Cache time-to-live duration:

  • CacheTTL::FiveMinutes -- 5-minute cache (default). Refreshed on each use, so active conversations maintain the cache automatically.
  • CacheTTL::OneHour -- 1-hour cache. Higher write cost (2x base input token price) but longer retention.

Default

impl Default for CachingConfig {
    fn default() -> Self {
        Self {
            enabled: true,
            ttl: CacheTTL::FiveMinutes,
        }
    }
}

Provider Support

  • Anthropic -- Supported. Appam maps CachingConfig to Anthropic's top-level cache_control field.
  • Azure Anthropic -- Supported with the same request semantics as direct Anthropic.
  • Bedrock -- Supported for compatible Claude models.

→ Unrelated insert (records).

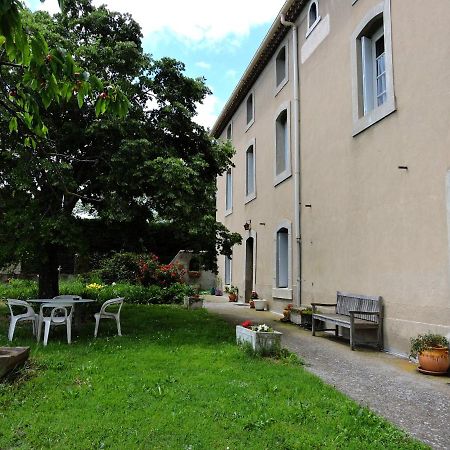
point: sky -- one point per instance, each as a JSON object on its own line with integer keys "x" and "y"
{"x": 216, "y": 40}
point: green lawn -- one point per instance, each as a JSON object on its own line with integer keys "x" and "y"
{"x": 175, "y": 380}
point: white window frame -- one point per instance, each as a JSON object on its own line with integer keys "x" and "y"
{"x": 250, "y": 234}
{"x": 282, "y": 293}
{"x": 313, "y": 25}
{"x": 252, "y": 121}
{"x": 228, "y": 211}
{"x": 252, "y": 195}
{"x": 284, "y": 81}
{"x": 279, "y": 178}
{"x": 229, "y": 127}
{"x": 226, "y": 258}
{"x": 364, "y": 116}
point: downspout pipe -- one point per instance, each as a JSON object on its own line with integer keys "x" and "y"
{"x": 297, "y": 192}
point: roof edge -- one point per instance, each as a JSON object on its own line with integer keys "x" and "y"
{"x": 276, "y": 33}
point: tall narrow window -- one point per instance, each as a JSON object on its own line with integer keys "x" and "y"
{"x": 372, "y": 70}
{"x": 229, "y": 132}
{"x": 282, "y": 143}
{"x": 282, "y": 258}
{"x": 227, "y": 270}
{"x": 313, "y": 16}
{"x": 250, "y": 110}
{"x": 380, "y": 68}
{"x": 250, "y": 176}
{"x": 281, "y": 67}
{"x": 228, "y": 191}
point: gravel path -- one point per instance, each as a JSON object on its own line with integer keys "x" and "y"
{"x": 390, "y": 386}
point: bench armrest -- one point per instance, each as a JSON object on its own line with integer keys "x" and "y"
{"x": 371, "y": 313}
{"x": 313, "y": 305}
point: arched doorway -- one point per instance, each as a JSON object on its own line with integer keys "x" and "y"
{"x": 249, "y": 268}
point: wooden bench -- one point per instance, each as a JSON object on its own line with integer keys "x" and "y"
{"x": 353, "y": 312}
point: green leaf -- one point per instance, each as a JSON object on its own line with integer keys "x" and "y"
{"x": 13, "y": 125}
{"x": 80, "y": 99}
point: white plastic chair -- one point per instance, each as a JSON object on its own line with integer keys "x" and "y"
{"x": 58, "y": 316}
{"x": 103, "y": 314}
{"x": 29, "y": 316}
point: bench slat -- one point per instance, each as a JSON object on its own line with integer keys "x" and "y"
{"x": 366, "y": 312}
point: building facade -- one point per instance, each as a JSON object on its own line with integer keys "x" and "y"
{"x": 342, "y": 166}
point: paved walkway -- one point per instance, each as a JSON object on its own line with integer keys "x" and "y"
{"x": 390, "y": 386}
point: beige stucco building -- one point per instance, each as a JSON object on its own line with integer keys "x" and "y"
{"x": 341, "y": 125}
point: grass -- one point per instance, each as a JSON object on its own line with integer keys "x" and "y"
{"x": 175, "y": 380}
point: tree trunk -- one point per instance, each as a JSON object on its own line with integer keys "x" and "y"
{"x": 48, "y": 273}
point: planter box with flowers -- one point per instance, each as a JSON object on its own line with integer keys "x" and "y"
{"x": 258, "y": 303}
{"x": 262, "y": 338}
{"x": 233, "y": 293}
{"x": 193, "y": 302}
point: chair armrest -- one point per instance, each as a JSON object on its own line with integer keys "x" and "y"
{"x": 313, "y": 305}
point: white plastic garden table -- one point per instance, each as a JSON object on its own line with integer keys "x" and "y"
{"x": 61, "y": 302}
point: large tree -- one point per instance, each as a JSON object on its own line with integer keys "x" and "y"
{"x": 155, "y": 165}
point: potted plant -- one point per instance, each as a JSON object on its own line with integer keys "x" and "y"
{"x": 432, "y": 351}
{"x": 306, "y": 317}
{"x": 287, "y": 313}
{"x": 232, "y": 292}
{"x": 194, "y": 267}
{"x": 260, "y": 304}
{"x": 253, "y": 297}
{"x": 262, "y": 338}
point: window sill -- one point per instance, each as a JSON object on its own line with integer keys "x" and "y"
{"x": 373, "y": 117}
{"x": 283, "y": 293}
{"x": 249, "y": 198}
{"x": 282, "y": 177}
{"x": 281, "y": 86}
{"x": 311, "y": 28}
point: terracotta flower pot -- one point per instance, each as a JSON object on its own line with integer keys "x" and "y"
{"x": 434, "y": 360}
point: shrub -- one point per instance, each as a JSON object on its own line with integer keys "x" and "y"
{"x": 133, "y": 293}
{"x": 20, "y": 289}
{"x": 144, "y": 269}
{"x": 119, "y": 267}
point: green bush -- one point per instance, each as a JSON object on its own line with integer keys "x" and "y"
{"x": 120, "y": 267}
{"x": 133, "y": 293}
{"x": 21, "y": 289}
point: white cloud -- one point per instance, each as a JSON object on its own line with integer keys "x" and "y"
{"x": 195, "y": 20}
{"x": 208, "y": 111}
{"x": 231, "y": 73}
{"x": 203, "y": 65}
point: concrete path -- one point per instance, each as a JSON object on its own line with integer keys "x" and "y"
{"x": 388, "y": 385}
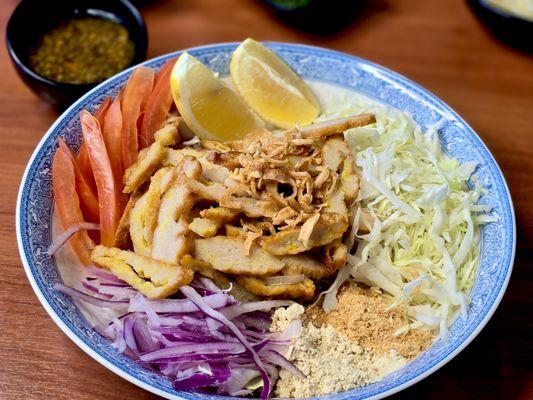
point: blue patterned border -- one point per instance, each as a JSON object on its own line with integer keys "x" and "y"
{"x": 498, "y": 239}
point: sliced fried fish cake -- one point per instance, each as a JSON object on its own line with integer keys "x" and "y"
{"x": 301, "y": 290}
{"x": 155, "y": 279}
{"x": 329, "y": 227}
{"x": 225, "y": 254}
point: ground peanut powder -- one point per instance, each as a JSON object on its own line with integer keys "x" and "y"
{"x": 348, "y": 347}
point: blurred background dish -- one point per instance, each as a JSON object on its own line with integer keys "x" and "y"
{"x": 509, "y": 20}
{"x": 73, "y": 45}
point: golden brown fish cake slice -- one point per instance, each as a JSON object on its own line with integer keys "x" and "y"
{"x": 154, "y": 279}
{"x": 304, "y": 264}
{"x": 171, "y": 240}
{"x": 150, "y": 159}
{"x": 122, "y": 235}
{"x": 329, "y": 227}
{"x": 303, "y": 290}
{"x": 143, "y": 215}
{"x": 225, "y": 254}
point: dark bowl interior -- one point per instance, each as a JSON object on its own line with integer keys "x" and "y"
{"x": 509, "y": 28}
{"x": 32, "y": 18}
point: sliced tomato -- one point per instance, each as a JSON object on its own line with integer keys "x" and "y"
{"x": 112, "y": 138}
{"x": 67, "y": 204}
{"x": 135, "y": 95}
{"x": 101, "y": 111}
{"x": 86, "y": 194}
{"x": 109, "y": 203}
{"x": 158, "y": 105}
{"x": 85, "y": 166}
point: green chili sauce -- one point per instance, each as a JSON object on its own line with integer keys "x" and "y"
{"x": 84, "y": 50}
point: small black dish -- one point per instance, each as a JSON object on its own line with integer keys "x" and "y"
{"x": 509, "y": 28}
{"x": 32, "y": 18}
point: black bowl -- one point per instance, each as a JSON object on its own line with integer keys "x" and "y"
{"x": 509, "y": 28}
{"x": 32, "y": 18}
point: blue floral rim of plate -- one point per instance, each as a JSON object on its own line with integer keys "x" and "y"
{"x": 498, "y": 239}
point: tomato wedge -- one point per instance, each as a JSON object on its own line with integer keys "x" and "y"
{"x": 112, "y": 138}
{"x": 67, "y": 204}
{"x": 112, "y": 131}
{"x": 85, "y": 166}
{"x": 136, "y": 93}
{"x": 109, "y": 203}
{"x": 102, "y": 110}
{"x": 158, "y": 105}
{"x": 87, "y": 196}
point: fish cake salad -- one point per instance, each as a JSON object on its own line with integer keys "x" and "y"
{"x": 230, "y": 233}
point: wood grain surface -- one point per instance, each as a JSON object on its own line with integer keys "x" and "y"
{"x": 437, "y": 43}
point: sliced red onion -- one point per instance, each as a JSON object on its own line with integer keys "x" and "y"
{"x": 240, "y": 377}
{"x": 76, "y": 294}
{"x": 276, "y": 358}
{"x": 143, "y": 338}
{"x": 190, "y": 293}
{"x": 284, "y": 279}
{"x": 204, "y": 348}
{"x": 68, "y": 233}
{"x": 194, "y": 341}
{"x": 216, "y": 300}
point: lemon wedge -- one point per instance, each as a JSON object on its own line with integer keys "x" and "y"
{"x": 210, "y": 109}
{"x": 270, "y": 87}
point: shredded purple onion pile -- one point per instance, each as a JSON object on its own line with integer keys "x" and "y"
{"x": 206, "y": 340}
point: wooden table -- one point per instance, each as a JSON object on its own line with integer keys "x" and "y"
{"x": 437, "y": 43}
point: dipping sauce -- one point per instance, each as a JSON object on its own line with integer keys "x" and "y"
{"x": 83, "y": 50}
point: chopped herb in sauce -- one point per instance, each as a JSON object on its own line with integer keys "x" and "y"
{"x": 84, "y": 50}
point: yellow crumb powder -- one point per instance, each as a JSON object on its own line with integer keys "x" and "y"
{"x": 361, "y": 315}
{"x": 330, "y": 361}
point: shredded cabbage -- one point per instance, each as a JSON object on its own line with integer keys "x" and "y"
{"x": 423, "y": 246}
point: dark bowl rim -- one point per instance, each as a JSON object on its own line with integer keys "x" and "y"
{"x": 501, "y": 13}
{"x": 141, "y": 46}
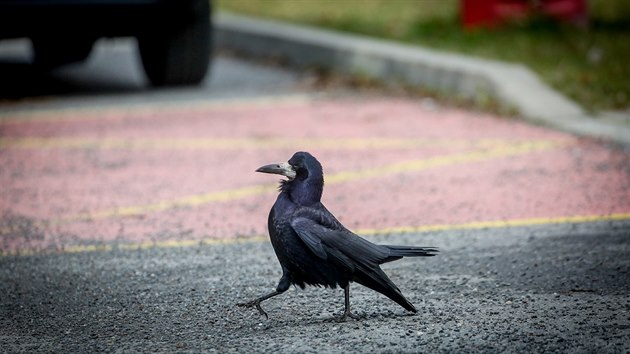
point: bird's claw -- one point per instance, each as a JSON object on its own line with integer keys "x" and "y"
{"x": 347, "y": 314}
{"x": 254, "y": 303}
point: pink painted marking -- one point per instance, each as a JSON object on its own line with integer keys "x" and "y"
{"x": 585, "y": 178}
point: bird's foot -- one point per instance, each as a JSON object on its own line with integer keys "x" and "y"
{"x": 254, "y": 303}
{"x": 345, "y": 316}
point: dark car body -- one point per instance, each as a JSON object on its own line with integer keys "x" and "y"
{"x": 174, "y": 36}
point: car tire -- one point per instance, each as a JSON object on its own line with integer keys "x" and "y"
{"x": 181, "y": 55}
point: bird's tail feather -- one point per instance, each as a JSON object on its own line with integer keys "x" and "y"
{"x": 412, "y": 251}
{"x": 377, "y": 280}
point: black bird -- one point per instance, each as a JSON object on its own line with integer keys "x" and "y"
{"x": 314, "y": 248}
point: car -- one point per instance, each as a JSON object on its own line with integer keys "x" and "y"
{"x": 174, "y": 36}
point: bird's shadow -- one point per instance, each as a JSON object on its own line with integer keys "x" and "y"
{"x": 304, "y": 320}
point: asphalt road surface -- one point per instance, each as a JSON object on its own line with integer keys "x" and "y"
{"x": 131, "y": 219}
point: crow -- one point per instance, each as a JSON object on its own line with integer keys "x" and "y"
{"x": 314, "y": 248}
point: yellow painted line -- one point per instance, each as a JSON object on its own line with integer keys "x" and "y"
{"x": 388, "y": 231}
{"x": 190, "y": 201}
{"x": 225, "y": 144}
{"x": 116, "y": 111}
{"x": 340, "y": 177}
{"x": 447, "y": 160}
{"x": 495, "y": 224}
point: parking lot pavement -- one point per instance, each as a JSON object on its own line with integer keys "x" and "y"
{"x": 136, "y": 225}
{"x": 535, "y": 289}
{"x": 113, "y": 176}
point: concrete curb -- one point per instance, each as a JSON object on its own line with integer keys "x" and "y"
{"x": 511, "y": 84}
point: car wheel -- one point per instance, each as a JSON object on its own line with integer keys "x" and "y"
{"x": 181, "y": 55}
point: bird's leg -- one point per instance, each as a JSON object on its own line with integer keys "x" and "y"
{"x": 257, "y": 302}
{"x": 346, "y": 312}
{"x": 283, "y": 286}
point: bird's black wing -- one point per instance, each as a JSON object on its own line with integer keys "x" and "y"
{"x": 360, "y": 259}
{"x": 328, "y": 240}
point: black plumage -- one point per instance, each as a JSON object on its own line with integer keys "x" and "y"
{"x": 314, "y": 248}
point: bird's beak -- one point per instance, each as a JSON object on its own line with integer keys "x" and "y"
{"x": 283, "y": 169}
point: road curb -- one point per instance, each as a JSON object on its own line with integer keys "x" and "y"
{"x": 513, "y": 85}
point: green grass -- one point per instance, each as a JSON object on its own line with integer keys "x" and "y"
{"x": 590, "y": 65}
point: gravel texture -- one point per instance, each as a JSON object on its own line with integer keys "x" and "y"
{"x": 539, "y": 289}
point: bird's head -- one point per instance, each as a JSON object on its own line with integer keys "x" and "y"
{"x": 305, "y": 177}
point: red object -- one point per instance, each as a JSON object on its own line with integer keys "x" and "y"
{"x": 493, "y": 13}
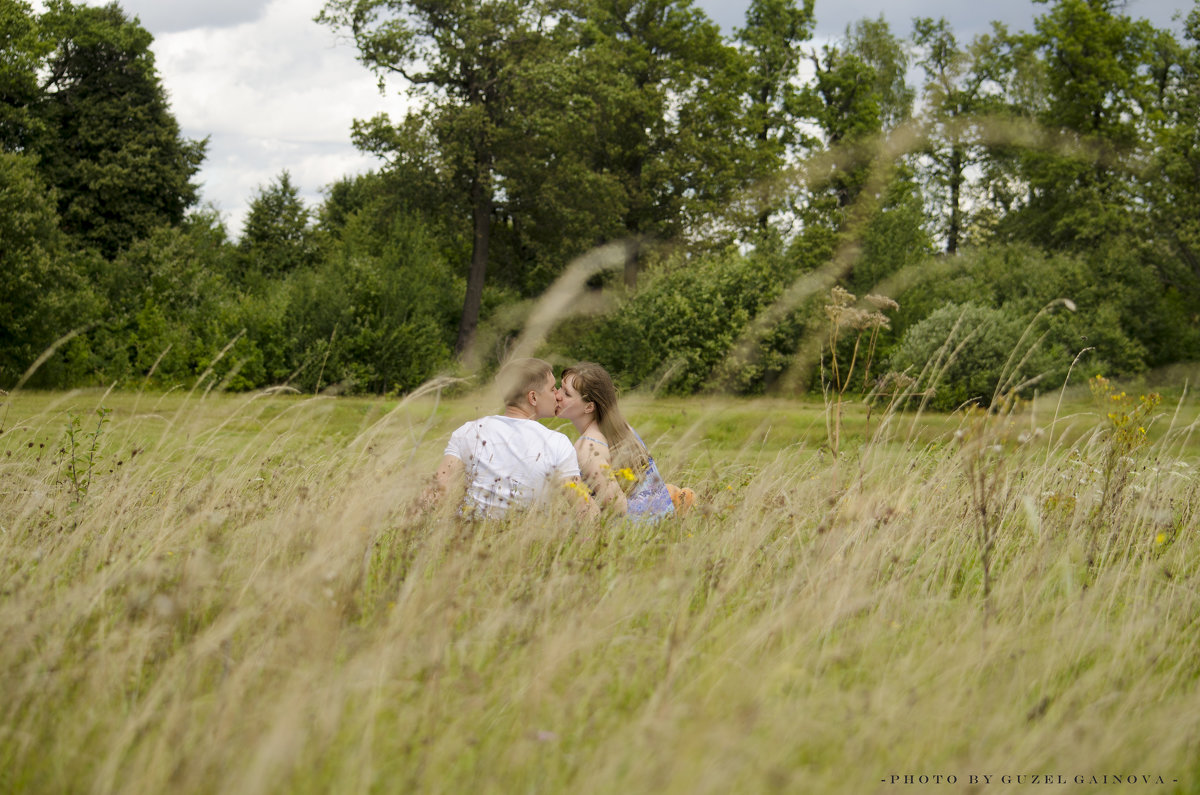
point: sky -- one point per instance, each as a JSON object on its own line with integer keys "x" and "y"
{"x": 274, "y": 90}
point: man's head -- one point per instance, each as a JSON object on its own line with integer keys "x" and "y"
{"x": 528, "y": 384}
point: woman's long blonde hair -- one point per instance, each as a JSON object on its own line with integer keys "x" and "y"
{"x": 595, "y": 386}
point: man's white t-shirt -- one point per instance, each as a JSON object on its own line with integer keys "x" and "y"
{"x": 510, "y": 461}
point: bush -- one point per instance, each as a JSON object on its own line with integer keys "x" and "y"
{"x": 677, "y": 332}
{"x": 965, "y": 352}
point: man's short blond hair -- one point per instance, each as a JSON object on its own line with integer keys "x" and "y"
{"x": 519, "y": 377}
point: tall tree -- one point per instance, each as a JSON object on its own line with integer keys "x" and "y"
{"x": 961, "y": 90}
{"x": 1095, "y": 75}
{"x": 43, "y": 293}
{"x": 277, "y": 235}
{"x": 461, "y": 59}
{"x": 858, "y": 93}
{"x": 1174, "y": 189}
{"x": 661, "y": 121}
{"x": 107, "y": 141}
{"x": 23, "y": 49}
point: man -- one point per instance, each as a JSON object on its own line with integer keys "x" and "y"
{"x": 510, "y": 460}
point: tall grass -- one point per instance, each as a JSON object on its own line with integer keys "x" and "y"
{"x": 245, "y": 601}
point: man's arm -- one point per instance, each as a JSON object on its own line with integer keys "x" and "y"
{"x": 450, "y": 478}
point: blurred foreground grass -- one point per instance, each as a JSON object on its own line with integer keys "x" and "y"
{"x": 237, "y": 596}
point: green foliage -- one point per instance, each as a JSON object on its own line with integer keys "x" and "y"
{"x": 678, "y": 332}
{"x": 45, "y": 292}
{"x": 277, "y": 237}
{"x": 376, "y": 316}
{"x": 107, "y": 139}
{"x": 970, "y": 353}
{"x": 1125, "y": 316}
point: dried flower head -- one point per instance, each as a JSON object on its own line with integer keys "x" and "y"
{"x": 881, "y": 302}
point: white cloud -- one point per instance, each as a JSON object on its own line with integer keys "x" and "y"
{"x": 274, "y": 91}
{"x": 167, "y": 16}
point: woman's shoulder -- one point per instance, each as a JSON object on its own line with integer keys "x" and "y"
{"x": 592, "y": 447}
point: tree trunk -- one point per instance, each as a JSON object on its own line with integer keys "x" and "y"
{"x": 481, "y": 209}
{"x": 955, "y": 231}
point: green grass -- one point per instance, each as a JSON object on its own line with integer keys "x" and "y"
{"x": 247, "y": 601}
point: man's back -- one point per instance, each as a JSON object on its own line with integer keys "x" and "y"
{"x": 510, "y": 461}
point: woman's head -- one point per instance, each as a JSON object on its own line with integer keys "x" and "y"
{"x": 595, "y": 396}
{"x": 592, "y": 393}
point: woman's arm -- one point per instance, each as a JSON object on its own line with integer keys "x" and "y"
{"x": 595, "y": 467}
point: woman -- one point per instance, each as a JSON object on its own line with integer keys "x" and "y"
{"x": 613, "y": 460}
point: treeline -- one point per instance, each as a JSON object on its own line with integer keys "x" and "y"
{"x": 749, "y": 173}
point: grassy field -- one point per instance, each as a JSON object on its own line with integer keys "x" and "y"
{"x": 235, "y": 593}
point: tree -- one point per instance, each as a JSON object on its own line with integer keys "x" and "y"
{"x": 276, "y": 237}
{"x": 1095, "y": 81}
{"x": 775, "y": 106}
{"x": 858, "y": 94}
{"x": 1174, "y": 191}
{"x": 961, "y": 90}
{"x": 21, "y": 58}
{"x": 105, "y": 135}
{"x": 43, "y": 294}
{"x": 660, "y": 124}
{"x": 461, "y": 59}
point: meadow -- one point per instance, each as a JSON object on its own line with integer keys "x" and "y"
{"x": 239, "y": 593}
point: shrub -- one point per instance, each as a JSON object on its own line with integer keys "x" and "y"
{"x": 965, "y": 351}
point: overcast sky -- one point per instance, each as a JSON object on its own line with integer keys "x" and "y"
{"x": 274, "y": 90}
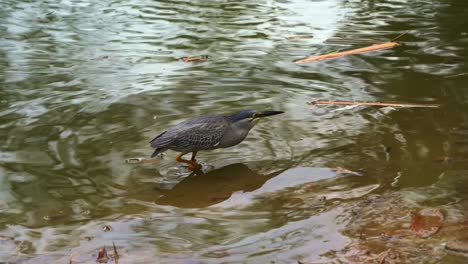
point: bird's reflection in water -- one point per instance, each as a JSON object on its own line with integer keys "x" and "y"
{"x": 205, "y": 189}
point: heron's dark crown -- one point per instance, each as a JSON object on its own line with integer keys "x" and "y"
{"x": 242, "y": 115}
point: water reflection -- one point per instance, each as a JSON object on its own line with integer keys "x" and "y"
{"x": 205, "y": 189}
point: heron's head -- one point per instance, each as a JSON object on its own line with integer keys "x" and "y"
{"x": 248, "y": 118}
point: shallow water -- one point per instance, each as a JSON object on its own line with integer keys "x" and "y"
{"x": 86, "y": 84}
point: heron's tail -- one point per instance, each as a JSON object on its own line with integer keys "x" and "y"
{"x": 157, "y": 151}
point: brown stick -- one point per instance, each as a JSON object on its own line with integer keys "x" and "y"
{"x": 367, "y": 103}
{"x": 386, "y": 45}
{"x": 347, "y": 40}
{"x": 300, "y": 37}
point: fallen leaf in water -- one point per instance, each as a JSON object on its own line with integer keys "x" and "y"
{"x": 427, "y": 223}
{"x": 102, "y": 256}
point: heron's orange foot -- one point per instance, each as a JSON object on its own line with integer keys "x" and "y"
{"x": 194, "y": 166}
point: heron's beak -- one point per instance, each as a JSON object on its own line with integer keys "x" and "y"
{"x": 267, "y": 113}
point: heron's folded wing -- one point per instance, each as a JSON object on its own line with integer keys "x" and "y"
{"x": 199, "y": 132}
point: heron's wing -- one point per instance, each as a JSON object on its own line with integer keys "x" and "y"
{"x": 201, "y": 132}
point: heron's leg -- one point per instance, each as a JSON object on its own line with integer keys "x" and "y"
{"x": 192, "y": 163}
{"x": 180, "y": 159}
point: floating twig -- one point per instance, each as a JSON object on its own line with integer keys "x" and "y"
{"x": 382, "y": 46}
{"x": 300, "y": 37}
{"x": 348, "y": 40}
{"x": 142, "y": 160}
{"x": 312, "y": 104}
{"x": 197, "y": 58}
{"x": 456, "y": 75}
{"x": 399, "y": 36}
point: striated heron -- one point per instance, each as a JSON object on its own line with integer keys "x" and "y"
{"x": 207, "y": 132}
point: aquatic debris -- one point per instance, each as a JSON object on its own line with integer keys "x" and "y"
{"x": 143, "y": 160}
{"x": 375, "y": 47}
{"x": 300, "y": 36}
{"x": 456, "y": 75}
{"x": 102, "y": 255}
{"x": 345, "y": 171}
{"x": 352, "y": 41}
{"x": 426, "y": 223}
{"x": 314, "y": 103}
{"x": 458, "y": 246}
{"x": 196, "y": 58}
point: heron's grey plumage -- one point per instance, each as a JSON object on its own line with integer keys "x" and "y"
{"x": 205, "y": 133}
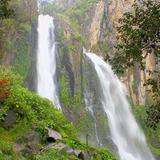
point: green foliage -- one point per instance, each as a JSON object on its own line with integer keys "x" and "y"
{"x": 139, "y": 36}
{"x": 5, "y": 10}
{"x": 37, "y": 111}
{"x": 153, "y": 136}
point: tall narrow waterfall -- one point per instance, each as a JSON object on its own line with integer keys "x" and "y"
{"x": 125, "y": 132}
{"x": 46, "y": 60}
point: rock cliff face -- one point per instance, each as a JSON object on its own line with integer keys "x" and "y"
{"x": 90, "y": 24}
{"x": 16, "y": 42}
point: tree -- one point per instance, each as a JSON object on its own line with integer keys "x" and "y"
{"x": 5, "y": 10}
{"x": 138, "y": 37}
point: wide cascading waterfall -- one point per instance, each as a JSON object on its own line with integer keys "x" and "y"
{"x": 125, "y": 132}
{"x": 46, "y": 60}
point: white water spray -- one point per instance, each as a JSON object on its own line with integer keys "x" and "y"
{"x": 125, "y": 132}
{"x": 46, "y": 60}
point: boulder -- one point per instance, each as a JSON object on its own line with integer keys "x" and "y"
{"x": 53, "y": 135}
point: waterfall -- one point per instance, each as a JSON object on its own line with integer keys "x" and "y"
{"x": 46, "y": 60}
{"x": 125, "y": 132}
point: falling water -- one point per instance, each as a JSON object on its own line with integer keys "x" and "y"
{"x": 46, "y": 60}
{"x": 125, "y": 132}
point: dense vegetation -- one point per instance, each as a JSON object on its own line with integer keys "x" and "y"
{"x": 23, "y": 113}
{"x": 139, "y": 37}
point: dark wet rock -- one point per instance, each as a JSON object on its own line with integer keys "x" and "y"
{"x": 10, "y": 119}
{"x": 53, "y": 135}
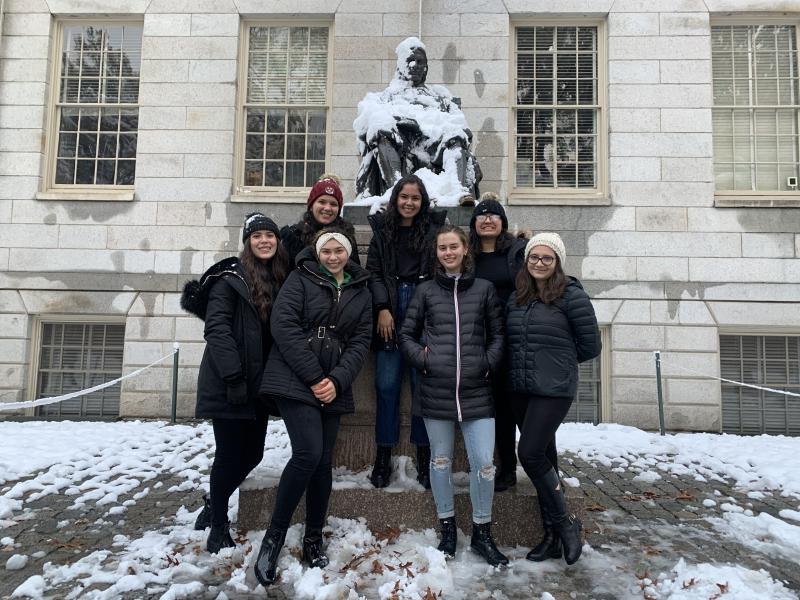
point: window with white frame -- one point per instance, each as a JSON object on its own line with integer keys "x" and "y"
{"x": 557, "y": 108}
{"x": 97, "y": 112}
{"x": 76, "y": 356}
{"x": 756, "y": 101}
{"x": 285, "y": 111}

Appam injects block-level cache_control checkpoints into supported Anthropic fields because Bedrock uses explicit cache checkpoints rather than Anthropic's top-level helper.

Cache Behavior

  • Prefix Matching: Automatic prefix lookup (up to ~20 blocks)
  • Direct Anthropic / Azure Anthropic: Anthropic applies the top-level marker to the last cacheable block in the request
  • Bedrock: Appam injects block-level checkpoints into the end of the supported system, messages, and tools sections present in the request
  • Refresh: 5-minute caches refresh on each hit, effectively staying alive for the duration of an active conversation

Pricing

OperationCost
Cache writes (5m)1.25x base input token price
Cache writes (1h)2x base input token price
Cache reads0.1x base input token price
Cache missesRegular input token price

Cache usage is tracked in AggregatedUsage:

  • cache_creation_input_tokens -- Tokens used to create cache entries
  • cache_read_input_tokens -- Tokens read from cache (where cost savings come from)

Builder Usage

use appam::prelude::*;
use appam::llm::anthropic::CachingConfig;

let agent = AgentBuilder::new("my-agent")
    .model("claude-sonnet-4-5")
    .caching(CachingConfig::default())
    .system_prompt("You are a helpful assistant with cached context.")
    .build()?;

TOML Configuration

[anthropic.caching]
enabled = true
ttl = "5m"

Source

Defined in src/llm/anthropic/config.rs.